# Hardware implementation
This document serves as a walkthrough for a minimal reference implementation using a single partition network. It assumes that the hardware has already been generated using the end-to-end tutorial. The single-layer model was chosen due to its acceptable compile times.

This tutorial targets Vivado 2019.1, the bundled SDK (for Vivado 2019.2 onwards Vitis has replaced Vivado SDK), and the Zedboard. However, it should be valid for any Zynq board, provided that the optimizer platform file has been selected or edited in such a way that the chip resources are not exceeded.

## Part 1: Project setup
Launch Vivado 2019.1 using the `vivado` command or the appropriate shortcut.
Create a new project using the quick start pane.

![project menu](hardware-tutorial-assets/figures/project_menu.png)

Name the project as "single_layer_tutorial", select an appropriate project location. 

![project name](hardware-tutorial-assets/figures/project_name.png)

Choose "RTL Project"

![rtl project](hardware-tutorial-assets/figures/RTL_project.png)

Skip the Add Sources and Add Constraints windows by pressing the `Next` button, our sources will be added later and constraints are selected by setting the fabric clock speed.


Select your development board by selecting the `Boards` tab, search for Zedboard. Make sure that the correct Board revision is selected. Here we are going with the ZC702 REV 1.0.

![board](hardware-tutorial-assets/figures/board.png)

After highlighting the board, complete the project creation using the `finish` button.


## Part 2: IP import

The previous end-to-end tutorial generates the hardware packaged as a Vivado IP block, which allows us to abstract the inner workings of the block and use it within the IP integrator clock environment. Before continuing further this block must be imported.

Locate `partition_0` folder at `/tutorial/1_simple_end_to_end/`

To import a Vivado IP block, left-click the `IP catalog` button within the flow navigator. An IP catalog tab should appear.

![main window](hardware-tutorial-assets/figures/main_window.png)

To add the repository, right click within the IP Catalog window, left click the `Add Repository` button within the pop-up window and select the `partition_0` directory generated by the end to end tutorial.

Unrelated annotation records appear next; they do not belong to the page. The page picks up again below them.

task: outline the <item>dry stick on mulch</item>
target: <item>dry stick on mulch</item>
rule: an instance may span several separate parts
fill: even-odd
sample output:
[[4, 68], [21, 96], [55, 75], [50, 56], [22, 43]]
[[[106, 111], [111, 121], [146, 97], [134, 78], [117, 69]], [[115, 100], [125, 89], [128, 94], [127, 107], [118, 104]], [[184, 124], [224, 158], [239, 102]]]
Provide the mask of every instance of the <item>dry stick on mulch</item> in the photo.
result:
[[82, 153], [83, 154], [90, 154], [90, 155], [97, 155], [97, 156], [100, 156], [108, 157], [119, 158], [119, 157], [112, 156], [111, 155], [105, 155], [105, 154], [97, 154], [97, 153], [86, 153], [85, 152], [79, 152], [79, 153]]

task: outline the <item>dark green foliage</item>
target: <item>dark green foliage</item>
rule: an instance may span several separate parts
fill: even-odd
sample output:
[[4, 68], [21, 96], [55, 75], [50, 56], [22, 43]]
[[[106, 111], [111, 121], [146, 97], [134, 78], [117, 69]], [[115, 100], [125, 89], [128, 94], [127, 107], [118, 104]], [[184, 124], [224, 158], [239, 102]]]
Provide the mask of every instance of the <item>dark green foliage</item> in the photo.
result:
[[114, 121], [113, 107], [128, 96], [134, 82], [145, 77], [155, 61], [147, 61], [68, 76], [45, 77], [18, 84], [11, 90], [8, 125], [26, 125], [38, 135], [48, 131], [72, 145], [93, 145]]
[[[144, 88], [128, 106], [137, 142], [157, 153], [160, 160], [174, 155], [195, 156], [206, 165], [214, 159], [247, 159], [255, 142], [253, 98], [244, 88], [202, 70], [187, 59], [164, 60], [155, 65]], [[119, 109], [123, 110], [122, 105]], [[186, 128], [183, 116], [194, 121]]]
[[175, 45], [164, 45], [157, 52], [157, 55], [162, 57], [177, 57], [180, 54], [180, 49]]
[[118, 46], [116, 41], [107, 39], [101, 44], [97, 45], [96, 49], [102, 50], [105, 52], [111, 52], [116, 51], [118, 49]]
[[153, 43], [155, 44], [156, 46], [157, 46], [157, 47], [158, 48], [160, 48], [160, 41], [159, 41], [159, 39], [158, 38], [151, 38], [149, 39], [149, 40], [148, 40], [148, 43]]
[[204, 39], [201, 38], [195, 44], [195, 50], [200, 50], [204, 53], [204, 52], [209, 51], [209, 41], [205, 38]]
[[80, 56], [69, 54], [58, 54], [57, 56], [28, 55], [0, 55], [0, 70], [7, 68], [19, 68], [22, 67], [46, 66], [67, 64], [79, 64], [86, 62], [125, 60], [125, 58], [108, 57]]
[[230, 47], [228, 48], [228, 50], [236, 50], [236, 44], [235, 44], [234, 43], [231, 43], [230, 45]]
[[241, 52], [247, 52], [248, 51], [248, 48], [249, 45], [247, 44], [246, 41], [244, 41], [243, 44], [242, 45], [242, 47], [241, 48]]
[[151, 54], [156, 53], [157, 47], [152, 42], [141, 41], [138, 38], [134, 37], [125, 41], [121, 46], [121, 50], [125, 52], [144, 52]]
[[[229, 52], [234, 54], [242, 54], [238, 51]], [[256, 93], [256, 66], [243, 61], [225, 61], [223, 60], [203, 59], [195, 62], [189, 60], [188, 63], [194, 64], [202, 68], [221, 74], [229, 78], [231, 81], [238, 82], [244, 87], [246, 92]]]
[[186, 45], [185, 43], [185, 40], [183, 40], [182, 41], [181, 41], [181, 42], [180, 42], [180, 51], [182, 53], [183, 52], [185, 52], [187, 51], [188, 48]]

![add repository](hardware-tutorial-assets/figures/add_repository.png)

You will find the IP module successfully imported. 

![repo added](hardware-tutorial-assets/figures/repo_added.png)



## Part 3: Block Design

Open the IP integrator by left-clicking the `Create Block Design` button within the Flow Navigator.

![create block design](hardware-tutorial-assets/figures/create_block_design.png)

We accept the default settings and an empty diagram tab is shown.

![diagram area](hardware-tutorial-assets/figures/diagram_area.png)

We left-click the add IP 'plus' icon in the top bar of the Diagram tab, search for and add the following IP blocks:

    * 1x Fpgaconvnet_ip
    * 1x ZYNQ7 Processing System
    * 2x AXI Interconnect

![blocks](hardware-tutorial-assets/figures/blocks.png)


We run block automation by clicking `Run Block Automation` button in the top diagram banner. This matches the ZYNQ 7 ports to the physical memory interface of the development board.

![block automation dialog](hardware-tutorial-assets/figures/block_automation_dialog.png)

Next we set up the ZYNQ system.

![zynq block](hardware-tutorial-assets/figures/zynq_block.png)

The fpgaconvnet IP streams its weights, featuremaps and outputs to/from off chip memory. As such we enable a HP AXI memory port on the ZYNQ Processing System (PS), so that the IP can share the DDR controller within the PS.
This example has a relatively small number of weights, which fit within the BRAM and are initialized with the bitstream. Therefore it would be acceptable to not connect the weights reloading (wr) port. For more complex networks, weights may have to be reloaded for a given partition and between partitions at runtime.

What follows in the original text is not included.